4 min de lecture · Mis à jour le 07 juillet 2026

WordPress fait tourner plus de 40% des sites dans le monde, ce qui en fait aussi la cible numéro un des attaques automatisées. Ce n'est pas WordPress lui-même le problème, c'est la manière dont il est configuré et laissé à l'abandon. Un site WordPress bien tenu résiste sans souci ; un site laissé en pilote automatique depuis trois ans devient une question de temps.

Les extensions, la première porte d'entrée

Sur un WordPress moyen, on compte entre 15 et 30 extensions actives. Chacune est écrite par un développeur différent, avec un niveau de qualité variable, et chacune est une surface d'attaque potentielle. Les failles les plus exploitées en 2025-2026 ne viennent presque jamais du cœur de WordPress, très surveillé, mais d'extensions secondaires abandonnées par leur auteur ou mises à jour trop rarement.

La règle pratique : désinstaller (pas juste désactiver) toute extension inutilisée, et vérifier avant d'en installer une nouvelle qu'elle a été mise à jour dans les 6 derniers mois et compte un nombre d'installations actives crédible.

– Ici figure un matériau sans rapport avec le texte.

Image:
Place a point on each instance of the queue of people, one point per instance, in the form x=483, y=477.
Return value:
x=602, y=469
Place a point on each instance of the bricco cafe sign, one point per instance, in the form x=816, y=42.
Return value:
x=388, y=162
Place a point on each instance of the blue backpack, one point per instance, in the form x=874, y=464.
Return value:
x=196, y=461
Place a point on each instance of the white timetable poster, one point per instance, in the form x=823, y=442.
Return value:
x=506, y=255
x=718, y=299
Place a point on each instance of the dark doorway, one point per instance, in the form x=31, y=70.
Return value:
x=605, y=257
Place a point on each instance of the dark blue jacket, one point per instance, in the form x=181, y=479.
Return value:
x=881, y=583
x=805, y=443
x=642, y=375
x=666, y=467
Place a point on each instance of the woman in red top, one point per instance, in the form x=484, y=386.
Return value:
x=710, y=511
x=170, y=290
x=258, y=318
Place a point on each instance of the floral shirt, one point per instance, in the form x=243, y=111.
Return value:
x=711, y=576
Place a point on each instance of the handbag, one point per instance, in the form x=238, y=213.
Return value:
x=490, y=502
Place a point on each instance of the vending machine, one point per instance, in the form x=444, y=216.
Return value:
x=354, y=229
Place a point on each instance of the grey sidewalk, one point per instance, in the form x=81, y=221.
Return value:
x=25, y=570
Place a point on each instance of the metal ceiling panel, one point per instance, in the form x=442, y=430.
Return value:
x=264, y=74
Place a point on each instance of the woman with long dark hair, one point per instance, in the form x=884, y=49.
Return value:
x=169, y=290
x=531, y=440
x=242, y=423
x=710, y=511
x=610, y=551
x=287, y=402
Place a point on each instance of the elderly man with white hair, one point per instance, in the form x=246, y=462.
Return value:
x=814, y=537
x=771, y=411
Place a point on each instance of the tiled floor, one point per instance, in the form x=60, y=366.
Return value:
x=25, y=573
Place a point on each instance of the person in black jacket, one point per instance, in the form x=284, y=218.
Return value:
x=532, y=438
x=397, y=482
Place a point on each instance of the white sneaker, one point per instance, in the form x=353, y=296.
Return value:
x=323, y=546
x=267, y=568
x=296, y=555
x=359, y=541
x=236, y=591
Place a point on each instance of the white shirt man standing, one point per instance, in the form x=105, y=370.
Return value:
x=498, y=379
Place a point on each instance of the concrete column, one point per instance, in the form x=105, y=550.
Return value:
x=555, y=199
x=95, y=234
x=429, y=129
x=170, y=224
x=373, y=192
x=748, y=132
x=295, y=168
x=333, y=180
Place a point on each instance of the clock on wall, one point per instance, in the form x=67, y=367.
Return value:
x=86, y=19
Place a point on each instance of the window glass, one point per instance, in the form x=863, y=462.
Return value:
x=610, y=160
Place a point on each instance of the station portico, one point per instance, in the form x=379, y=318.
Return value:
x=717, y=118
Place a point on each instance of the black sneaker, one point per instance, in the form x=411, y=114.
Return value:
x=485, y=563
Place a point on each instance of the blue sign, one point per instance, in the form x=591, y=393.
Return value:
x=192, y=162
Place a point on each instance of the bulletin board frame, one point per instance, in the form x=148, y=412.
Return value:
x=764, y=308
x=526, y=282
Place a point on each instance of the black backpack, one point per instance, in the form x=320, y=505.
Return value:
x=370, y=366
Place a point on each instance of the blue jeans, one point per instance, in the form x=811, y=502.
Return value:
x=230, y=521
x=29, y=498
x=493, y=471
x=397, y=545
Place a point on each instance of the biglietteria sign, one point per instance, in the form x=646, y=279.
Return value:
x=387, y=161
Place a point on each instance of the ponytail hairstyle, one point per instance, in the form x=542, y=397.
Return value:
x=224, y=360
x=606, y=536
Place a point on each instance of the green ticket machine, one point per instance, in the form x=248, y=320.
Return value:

Les identifiants, la faille la plus bêtement évitable

"admin" comme identifiant et un mot de passe simple restent, en 2026, une cause majeure de piratage. Les attaques par force brute testent des milliers de combinaisons par heure sur l'URL /wp-admin. Les mesures de base :

  • Un identifiant différent d'"admin", propre à chaque utilisateur
  • Un mot de passe généré aléatoirement d'au moins 16 caractères, stocké dans un gestionnaire
  • Une limitation du nombre de tentatives de connexion (blocage après 3 à 5 échecs)
  • Idéalement une authentification à deux facteurs pour les comptes administrateur

Les fichiers modifiables, ce que les pirates cherchent en priorité

Une fois entré, un attaquant cherche à injecter du code dans les fichiers du thème ou dans des fichiers upload censés ne contenir que des images. Un serveur mal configuré autorise l'exécution de scripts PHP dans le dossier des médias, ce qui permet à un fichier déguisé en image de prendre le contrôle du site. La configuration serveur doit explicitement interdire l'exécution de code dans ces dossiers, une règle souvent absente sur les hébergements mutualisés bas de gamme.

Le thème et le core, silencieux mais critiques

Un thème premium acheté une fois et jamais mis à jour finit par accumuler les mêmes vulnérabilités qu'une extension abandonnée. Le core de WordPress publie régulièrement des correctifs de sécurité critiques, parfois appliqués automatiquement, mais pas toujours si le site utilise une version personnalisée ou très ancienne. Vérifier la version du core et forcer la mise à jour vers la dernière version stable est un réflexe de base, trop souvent négligé sur des sites gérés en interne sans compétence technique dédiée.

Ce qu'un piratage coûte réellement

Au-delà du coût technique de nettoyage (entre 300 et 1 500 euros selon l'ampleur), un site WordPress piraté perd généralement son référencement pendant plusieurs semaines : Google détecte le contenu malveillant injecté et retire le site des résultats, ou pire, affiche un avertissement "site potentiellement dangereux" qui fait fuir tout visiteur. La remontée après désindexation prend souvent plus de temps que le piratage lui-même.

Le réflexe à adopter dès maintenant

Si votre WordPress a plus de 3 ans, plus de 20 extensions, ou si personne ne sait dire quand a eu lieu la dernière mise à jour, faites un audit avant qu'un incident vous y force. Un contrat de maintenance et sécurité sérieux couvre précisément ces points de façon continue, pas seulement au moment de la création. Si le site accumule les alertes malgré un suivi régulier, la solution n'est parfois plus le rafistolage mais une refonte sur des bases plus saines.